I threw myself into production, the new clay was working well and I had a lot of catching up to do and with increasing enquiries from new outlets there was a lot of incentive to work hard. So it came as quite a kick in the teeth when I opened the kiln recently to find that once again my mountain of seconds had grown. Most of the pieces in the kiln had an ugly bubbled surface although others were fine. What made things worse was that I had another load still to fire and sure enough I had exactly the same results on firing that.
My first reaction was that I must have done something wrong, I don’t have years of experience to draw on and it seemed unlikely that I could be so unlucky.

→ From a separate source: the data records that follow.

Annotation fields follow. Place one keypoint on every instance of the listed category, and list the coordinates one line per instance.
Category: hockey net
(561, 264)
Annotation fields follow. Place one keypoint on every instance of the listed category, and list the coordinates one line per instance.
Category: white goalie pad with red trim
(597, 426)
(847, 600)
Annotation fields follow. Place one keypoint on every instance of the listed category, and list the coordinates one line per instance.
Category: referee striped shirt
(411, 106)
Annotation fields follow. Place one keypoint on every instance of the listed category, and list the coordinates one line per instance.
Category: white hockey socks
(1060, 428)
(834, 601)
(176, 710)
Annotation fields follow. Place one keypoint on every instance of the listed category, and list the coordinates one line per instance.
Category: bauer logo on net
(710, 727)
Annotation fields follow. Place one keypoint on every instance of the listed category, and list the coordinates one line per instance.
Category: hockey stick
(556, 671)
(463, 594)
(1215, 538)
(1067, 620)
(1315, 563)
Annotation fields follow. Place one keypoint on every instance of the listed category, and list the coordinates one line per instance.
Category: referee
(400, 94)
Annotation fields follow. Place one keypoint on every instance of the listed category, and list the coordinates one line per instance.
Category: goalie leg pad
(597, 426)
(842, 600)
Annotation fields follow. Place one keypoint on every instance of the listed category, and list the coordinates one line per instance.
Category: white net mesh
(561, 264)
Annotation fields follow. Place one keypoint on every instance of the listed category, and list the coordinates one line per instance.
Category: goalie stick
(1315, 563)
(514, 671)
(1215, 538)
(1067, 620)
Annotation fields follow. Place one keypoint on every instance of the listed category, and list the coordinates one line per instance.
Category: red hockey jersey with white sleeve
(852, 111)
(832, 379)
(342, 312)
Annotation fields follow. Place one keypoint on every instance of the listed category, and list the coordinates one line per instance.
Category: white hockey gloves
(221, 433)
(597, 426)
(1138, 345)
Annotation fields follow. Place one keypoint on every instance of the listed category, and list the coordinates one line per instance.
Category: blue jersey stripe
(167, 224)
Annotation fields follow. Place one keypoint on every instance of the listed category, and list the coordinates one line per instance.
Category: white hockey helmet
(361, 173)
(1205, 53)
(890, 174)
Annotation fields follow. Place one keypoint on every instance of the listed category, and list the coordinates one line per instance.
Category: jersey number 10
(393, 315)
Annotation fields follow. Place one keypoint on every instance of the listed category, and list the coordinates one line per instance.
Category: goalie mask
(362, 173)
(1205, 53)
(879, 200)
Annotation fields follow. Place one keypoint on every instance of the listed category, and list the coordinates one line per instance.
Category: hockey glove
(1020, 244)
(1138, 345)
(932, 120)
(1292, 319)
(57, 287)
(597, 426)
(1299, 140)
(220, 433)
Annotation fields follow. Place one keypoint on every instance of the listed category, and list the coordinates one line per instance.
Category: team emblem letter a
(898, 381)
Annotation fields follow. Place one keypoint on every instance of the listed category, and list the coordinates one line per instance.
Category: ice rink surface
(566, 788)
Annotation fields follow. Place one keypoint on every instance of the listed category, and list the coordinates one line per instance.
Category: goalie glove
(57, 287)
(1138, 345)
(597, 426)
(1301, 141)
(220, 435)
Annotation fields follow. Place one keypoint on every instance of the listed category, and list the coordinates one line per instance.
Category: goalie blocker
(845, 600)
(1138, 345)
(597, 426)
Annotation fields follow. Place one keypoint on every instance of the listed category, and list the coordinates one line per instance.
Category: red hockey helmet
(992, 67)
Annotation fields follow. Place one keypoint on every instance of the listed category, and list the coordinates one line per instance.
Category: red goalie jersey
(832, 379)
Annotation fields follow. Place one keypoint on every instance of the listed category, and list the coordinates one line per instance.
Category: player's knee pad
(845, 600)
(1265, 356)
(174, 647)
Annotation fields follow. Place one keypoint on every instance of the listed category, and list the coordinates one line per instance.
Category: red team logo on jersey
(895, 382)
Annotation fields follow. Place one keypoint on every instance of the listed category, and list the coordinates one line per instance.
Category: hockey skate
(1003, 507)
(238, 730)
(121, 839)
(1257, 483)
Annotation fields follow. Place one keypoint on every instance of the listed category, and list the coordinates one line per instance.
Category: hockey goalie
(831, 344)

My firing schedule was exactly the same and as some of the pieces in the first kiln load had been fine it suggested that the clay was to blame.
On speaking to my clay supplier he agreed that it seems like the problem is with the clay and he has very kindly replaced the clay.
The main thing that struck me about this whole affair was how alone I felt. It was bad enough that I had worked for weeks with nothing to show for it and once again I had to apologise to stockists for yet another delay. I now felt truly isolated to the point of throwing in the towel. I had to stop what I was doing, I had tested my remaining supply of clay and found that all of it was faulty so until I got the replacement clay there was nothing I could do.
During this time I was able to re-evaluate my situation. The time away from the studio meant I could indulge myself in my new hobby of spoon carving; something my son and I have taken up as a bit of fun. Sitting carving I realised that I couldn’t give up making pots. I am predominantly a maker and despite the setbacks I’ve had and all the dissapointment, I can’t stop making.
So today I’m back at my wheel.
As for the seconds, maybe I’ll have a big sale in the summertime or perhaps I’ll just take hammer to them, Either way I’m moving on and hopefully leaving my problems behind.